I guarantee you if you take two equally talented filmmakers and give one an A55 and the other a Canon 5D Mark II, the A55 filmmaker will make a better movie hands down because his movie will be more dynamic with action and subjects that move back and forth with the camera.
Whilst I do agree that good AF and good stabliser is a nice thing to have for video, still the most glaring omissions are overlooked completely by Sony.
An impassioned response then followed from readers of DPReview.com, and not just on the subject of manual controls.
I guarantee you that if you take two equally talented filmmakers they will both choose the 5D Mark II because it has 24p.
The codec and bit rate on Canons are far more advanced than Sony’s offering – not to mention framerate selection as well.
Underterred the Sony marketing man shot back…
The codec issue is only relevant if you shoot for the theater. If you’re a budding filmmaker, you’re shooting for Vimeo. 30p is better for the web. 24p is old tech from the film days. There’s no reason why 24p is better than 30p, just the opposite. Now, if your video is so good that it warrants showing at the theater, I’m sure Hollywood would gladly pay for the conversion process from 30p to 24p.
Ooops! I guarantee you 30p into 24p does not go. It seems Sony’s marketing staff are as clueless as their consumer imaging device product planners. He continued…
Once the A55 is released, you will see much higher quality films on Vimeo, with complicated action sequences and handheld camera work. Most of the DSLR videos nowadays consist of mainly focus changes to show how cool their bokeh is. The subjects are flat and stationary, afraid to move out of focus. Movies are about content. Sticking a camera on a tripod and showing bokeh doesn’t qualify as exciting filmmaking. The A55 will allow filmmakers more creative freedom.

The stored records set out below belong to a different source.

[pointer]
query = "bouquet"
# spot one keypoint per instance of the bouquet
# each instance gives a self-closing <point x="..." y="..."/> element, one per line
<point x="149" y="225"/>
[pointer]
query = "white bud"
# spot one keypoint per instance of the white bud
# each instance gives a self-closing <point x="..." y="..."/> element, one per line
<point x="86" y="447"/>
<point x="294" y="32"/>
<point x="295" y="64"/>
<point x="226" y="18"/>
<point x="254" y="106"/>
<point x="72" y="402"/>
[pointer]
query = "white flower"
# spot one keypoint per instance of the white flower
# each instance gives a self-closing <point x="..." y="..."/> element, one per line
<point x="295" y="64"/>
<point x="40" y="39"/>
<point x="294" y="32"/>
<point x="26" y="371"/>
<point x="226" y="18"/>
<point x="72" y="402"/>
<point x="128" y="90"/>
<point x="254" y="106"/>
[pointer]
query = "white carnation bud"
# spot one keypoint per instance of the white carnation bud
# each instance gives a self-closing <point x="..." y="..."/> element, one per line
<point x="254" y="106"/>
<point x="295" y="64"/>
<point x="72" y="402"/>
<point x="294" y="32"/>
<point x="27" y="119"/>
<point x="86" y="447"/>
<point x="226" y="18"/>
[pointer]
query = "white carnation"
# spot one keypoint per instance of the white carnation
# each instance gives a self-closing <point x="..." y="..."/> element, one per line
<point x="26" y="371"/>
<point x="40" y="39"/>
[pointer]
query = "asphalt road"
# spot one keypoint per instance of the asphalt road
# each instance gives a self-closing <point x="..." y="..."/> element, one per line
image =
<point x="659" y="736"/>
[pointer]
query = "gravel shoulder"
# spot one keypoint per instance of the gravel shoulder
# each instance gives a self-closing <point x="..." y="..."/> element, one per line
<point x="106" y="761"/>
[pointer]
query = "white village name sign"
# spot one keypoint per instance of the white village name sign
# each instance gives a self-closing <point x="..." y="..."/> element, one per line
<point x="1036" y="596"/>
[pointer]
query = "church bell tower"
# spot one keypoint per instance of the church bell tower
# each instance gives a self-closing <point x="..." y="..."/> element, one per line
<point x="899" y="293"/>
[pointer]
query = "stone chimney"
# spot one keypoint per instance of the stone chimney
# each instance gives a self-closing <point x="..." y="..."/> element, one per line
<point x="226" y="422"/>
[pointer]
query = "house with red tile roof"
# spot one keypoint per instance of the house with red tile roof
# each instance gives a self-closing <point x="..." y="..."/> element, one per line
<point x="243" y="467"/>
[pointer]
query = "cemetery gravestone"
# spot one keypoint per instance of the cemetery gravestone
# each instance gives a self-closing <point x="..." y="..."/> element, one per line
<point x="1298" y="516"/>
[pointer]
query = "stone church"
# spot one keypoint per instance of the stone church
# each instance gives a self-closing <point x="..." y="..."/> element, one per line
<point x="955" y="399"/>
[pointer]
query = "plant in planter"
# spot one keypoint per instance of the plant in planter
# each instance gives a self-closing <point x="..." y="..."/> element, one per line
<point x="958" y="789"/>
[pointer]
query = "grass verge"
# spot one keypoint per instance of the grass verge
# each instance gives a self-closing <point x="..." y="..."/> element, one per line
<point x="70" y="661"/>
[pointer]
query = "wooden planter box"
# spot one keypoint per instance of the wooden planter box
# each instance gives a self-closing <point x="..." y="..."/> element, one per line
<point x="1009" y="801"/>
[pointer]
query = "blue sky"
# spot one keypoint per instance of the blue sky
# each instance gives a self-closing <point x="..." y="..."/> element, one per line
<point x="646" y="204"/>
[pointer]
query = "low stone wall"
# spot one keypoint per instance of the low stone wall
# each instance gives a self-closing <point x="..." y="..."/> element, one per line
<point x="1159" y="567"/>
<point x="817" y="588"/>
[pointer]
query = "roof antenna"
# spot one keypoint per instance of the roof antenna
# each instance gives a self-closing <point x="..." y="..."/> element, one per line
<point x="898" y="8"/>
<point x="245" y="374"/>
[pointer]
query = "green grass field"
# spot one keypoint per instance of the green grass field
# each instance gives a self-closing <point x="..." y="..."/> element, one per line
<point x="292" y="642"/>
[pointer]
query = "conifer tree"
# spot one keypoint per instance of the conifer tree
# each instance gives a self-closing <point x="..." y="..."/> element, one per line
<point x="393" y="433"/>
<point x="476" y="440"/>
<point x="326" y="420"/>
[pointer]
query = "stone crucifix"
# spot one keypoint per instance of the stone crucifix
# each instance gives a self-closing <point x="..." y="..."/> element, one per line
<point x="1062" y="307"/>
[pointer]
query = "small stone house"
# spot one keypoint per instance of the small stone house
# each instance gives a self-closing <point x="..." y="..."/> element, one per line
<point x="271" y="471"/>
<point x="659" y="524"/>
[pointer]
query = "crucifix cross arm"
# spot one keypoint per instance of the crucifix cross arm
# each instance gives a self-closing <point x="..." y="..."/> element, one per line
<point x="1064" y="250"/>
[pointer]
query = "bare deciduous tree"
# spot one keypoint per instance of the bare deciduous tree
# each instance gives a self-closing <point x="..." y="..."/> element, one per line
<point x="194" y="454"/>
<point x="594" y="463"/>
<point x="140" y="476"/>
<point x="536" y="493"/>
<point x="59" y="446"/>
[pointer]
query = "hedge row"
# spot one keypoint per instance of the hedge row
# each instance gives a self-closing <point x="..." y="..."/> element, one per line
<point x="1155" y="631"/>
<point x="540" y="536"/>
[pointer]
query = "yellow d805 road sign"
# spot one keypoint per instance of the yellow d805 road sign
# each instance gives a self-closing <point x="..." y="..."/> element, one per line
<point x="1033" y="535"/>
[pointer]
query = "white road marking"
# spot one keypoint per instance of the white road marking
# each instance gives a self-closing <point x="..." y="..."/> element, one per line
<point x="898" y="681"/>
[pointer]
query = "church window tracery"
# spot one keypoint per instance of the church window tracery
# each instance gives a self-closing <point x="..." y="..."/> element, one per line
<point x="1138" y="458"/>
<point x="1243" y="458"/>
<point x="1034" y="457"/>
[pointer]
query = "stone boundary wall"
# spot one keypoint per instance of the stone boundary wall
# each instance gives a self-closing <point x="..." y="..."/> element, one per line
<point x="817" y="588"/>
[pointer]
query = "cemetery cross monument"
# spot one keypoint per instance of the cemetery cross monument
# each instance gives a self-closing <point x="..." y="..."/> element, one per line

The post has all the classic hallmarks of a marketing department communication. The user is named ‘sAlphaShooter’ and his IP address is also a give-away.
Of course Sony’s points are relevant in their own ways – I loved the AF tracking for handheld and steadycam work on the Panasonic GH1 last year. AF tracking is useful for handheld and action shots whist maintaining a shallow depth of field, but there is still no excuse for crippling the indie filmmaker’s ability to shoot any other kind of scene.
Full manual controls are essential.
Many of us like to show how cool our bokeh is and to use rails. Many of us like to use stationary shots and to not have stepped changes in exposure during a shot. Obvious stuff.
The Sony A55 is also not intelligent enough in auto mode to select the shutter speed correctly either. For action a fast shutter speed (which in auto-mode, is always high to regulate exposure without ND filters or reducing shallow depth of field) gives a kinetic energy to a shot, but you do not want this aesthetic for much else.
I believe genuine thought processes have gone on at Sony about who to aim the camera at and what kind of movies people want to shoot. Unfortunately, their entire movie mode strategy has seemingly not been decided by an experienced DP, rather a hack who shoots hyperactive sports videos and nothing else. Sony have been playing too many Playstation games.
By not giving their customers the choice between full-auto and creative manual controls, Sony come across as arrogant, condescending and with little understanding of the aesthetics of cinema.
The Sony A55 is the lycra clad FreeRunner of the DSLR video world.